A white-flowered form from Yunnan region has been described as Iris decora var. leucantha by D. Dong & Y. T. Zhao (Bull. Bot. Res., Harbin 18: 150.) in 1998.

==Iris colletti==
It was found in 1909, in North Burma, Thailand, Tibet and the province of Yunnan and Sichuan (in China).

It was named after Sir Henry Collett (1836–1901), who collected plants in most of those regions.

It has been found growing in various habitats, including wood edges, clearings, shrubby areas, and sunny grasslands.

It can grow at altitudes of up to 3400 m above sea level.

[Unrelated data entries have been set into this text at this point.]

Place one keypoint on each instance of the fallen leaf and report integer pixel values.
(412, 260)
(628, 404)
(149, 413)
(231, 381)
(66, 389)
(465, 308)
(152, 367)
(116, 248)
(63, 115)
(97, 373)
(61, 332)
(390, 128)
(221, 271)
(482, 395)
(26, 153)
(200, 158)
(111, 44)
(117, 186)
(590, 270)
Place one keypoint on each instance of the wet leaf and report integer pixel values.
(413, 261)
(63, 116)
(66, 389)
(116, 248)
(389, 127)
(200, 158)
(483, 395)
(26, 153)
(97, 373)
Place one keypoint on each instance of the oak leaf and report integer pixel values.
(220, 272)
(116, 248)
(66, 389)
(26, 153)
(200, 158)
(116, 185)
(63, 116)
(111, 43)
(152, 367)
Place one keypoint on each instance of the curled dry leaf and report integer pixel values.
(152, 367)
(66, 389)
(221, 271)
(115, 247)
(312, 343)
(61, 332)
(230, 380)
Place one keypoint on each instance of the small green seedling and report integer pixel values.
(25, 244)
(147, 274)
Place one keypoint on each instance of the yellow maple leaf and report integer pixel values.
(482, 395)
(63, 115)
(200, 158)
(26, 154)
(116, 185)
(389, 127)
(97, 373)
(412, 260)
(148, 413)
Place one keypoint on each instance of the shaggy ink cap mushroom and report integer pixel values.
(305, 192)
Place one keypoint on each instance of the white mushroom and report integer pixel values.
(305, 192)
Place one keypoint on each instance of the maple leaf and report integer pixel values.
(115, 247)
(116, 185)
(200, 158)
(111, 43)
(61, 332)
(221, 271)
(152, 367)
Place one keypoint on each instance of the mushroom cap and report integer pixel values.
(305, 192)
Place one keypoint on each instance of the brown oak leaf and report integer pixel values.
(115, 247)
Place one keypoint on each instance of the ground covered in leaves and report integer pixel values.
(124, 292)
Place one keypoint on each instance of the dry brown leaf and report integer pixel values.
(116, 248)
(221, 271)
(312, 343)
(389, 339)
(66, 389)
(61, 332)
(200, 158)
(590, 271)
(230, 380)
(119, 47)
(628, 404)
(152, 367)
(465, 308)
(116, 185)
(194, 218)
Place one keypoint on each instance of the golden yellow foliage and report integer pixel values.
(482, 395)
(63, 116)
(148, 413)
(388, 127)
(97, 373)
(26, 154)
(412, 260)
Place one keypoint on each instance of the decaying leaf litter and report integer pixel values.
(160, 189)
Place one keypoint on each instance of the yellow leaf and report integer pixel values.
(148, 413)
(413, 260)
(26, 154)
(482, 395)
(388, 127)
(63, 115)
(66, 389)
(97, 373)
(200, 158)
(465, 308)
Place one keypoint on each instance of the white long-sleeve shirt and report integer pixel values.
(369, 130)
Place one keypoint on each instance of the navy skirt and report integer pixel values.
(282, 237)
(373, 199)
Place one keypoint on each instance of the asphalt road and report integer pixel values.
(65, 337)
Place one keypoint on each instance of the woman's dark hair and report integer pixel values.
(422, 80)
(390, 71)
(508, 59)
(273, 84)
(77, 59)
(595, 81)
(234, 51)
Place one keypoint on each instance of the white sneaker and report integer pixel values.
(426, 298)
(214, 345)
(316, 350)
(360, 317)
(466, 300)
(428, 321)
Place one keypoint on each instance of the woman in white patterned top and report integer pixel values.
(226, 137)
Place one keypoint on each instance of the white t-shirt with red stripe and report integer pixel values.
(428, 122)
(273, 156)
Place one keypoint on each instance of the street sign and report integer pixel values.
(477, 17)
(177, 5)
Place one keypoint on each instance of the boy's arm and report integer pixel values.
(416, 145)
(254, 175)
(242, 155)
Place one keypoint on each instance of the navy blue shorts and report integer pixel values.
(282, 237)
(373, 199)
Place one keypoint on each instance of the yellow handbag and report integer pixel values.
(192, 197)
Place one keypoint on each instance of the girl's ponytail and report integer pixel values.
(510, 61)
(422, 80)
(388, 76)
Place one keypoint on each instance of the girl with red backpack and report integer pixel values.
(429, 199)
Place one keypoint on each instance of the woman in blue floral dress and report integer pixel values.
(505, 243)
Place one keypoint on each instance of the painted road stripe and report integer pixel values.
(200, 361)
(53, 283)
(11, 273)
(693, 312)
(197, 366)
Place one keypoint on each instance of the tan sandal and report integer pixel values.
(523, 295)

It has 3–7 lilac-blue flowers on a 5–15 cm tall stem. The flower has a very long neck, similar to a crocus. It generally flowers in May – June. The flower has an orange caterpillar-like beard on the midrib. It also has ribbed, grey-green leaves which extend after blooming up to 10–20 cm.

Two hybrids have been found: Iris collettii var. collettii and Iris collettii var. acaulis.
Iris collettii var. acaulis (Noltie) was described in New Plantsman (magazine) in 1995. It was found at 2200–3700 m above sea level, in the provinces of Sichuan and Yunnan in China.

==Iris staintonii==
Originally found in 1974 in Nepal. It normally has a single mauve flower (about 3 cm) with bearded fall and is marked with white. It is deemed a rare plant in Nepal.
It was first published by Kanesuke Hara in Journal of Japanese Botany in 1974.

It was given to Kew Gardens by an Oxford University team in 1992.
Other mentions.
- Hara, H. et al. 1978–1982. An enumeration of the flowering plants of Nepal.
- Mathew, B. 1981. The Iris. 134.

==Iris barbatula==
A recent discovery, it was described by Henry John Noltie and K.Y.Guan in 1995 in the New Plantsman 2: 137, and was collected from N.W. Yunnan. It has been found in open grassy areas and forest clearings, and found on grassy plateaus at 2400–3600 m above sea level.
It has three long-tubed purple to dark-violet flowers, which are about 5 cm across, and has a short subterranean stem. Unusually, it also has a fimbriate (fringed), almost beard-like crest. It flowers between May and July. It has leaves that grow 9–19 cm tall and 2–5 mm wide.
It tends to form small clumps of bulbs after several years.